SB 54 would provide safeguards to ensure that immigrants can visit government offices, work with police, take their children to school and go to the doctor without fear of deportation. In line with policies already in place, it also would allow local and state jurisdictions to refuse to comply with federal immigration enforcement if an undocumented immigrant has not committed a major crime.
The act responds to a palpable fear among immigrants, who are anxious about any interactions with state and local government officials. Specifically, they believe that information provided to those local officials could end up in the hands of federal immigration enforcement authorities. And who could blame them?

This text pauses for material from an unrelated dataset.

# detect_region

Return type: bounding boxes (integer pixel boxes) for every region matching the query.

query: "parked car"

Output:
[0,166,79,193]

In recent months, U.S. Immigration and Customs Enforcement officials have gone to state and local courthouses to make targeted arrests of undocumented immigrants facing criminal charges, even traffic infractions. Immigration officials have gone so far as to arrest an undocumented immigrant after he dropped his child off at school.
The Trump administration no doubt will attack the California Values Act, as it has attacked “sanctuary cities” generally. In a January executive order, the administration threatened to eliminate all federal funding to so-called sanctuary cities. A federal court in San Francisco ruled that the defunding proposal was unconstitutional.
The U.S. Supreme Court has also weighed in by striking down state laws, such as Arizona’s “Show Your Papers” law, SB 1070. That law mandated that state and local law enforcement officers participate in immigration enforcement. Although state and local officials cannot regulate immigration as Arizona tried to do, they can determine how to provide essential services to immigrants in their communities. That is precisely what the Values Act seeks to do.
California’s Values Act is not an attempt to regulate immigration. Rather, it is an attempt to serve and protect all California residents, consistent with federal law. De León’s bill is a legitimate effort by the state to determine how it interacts with, and protects, its citizens.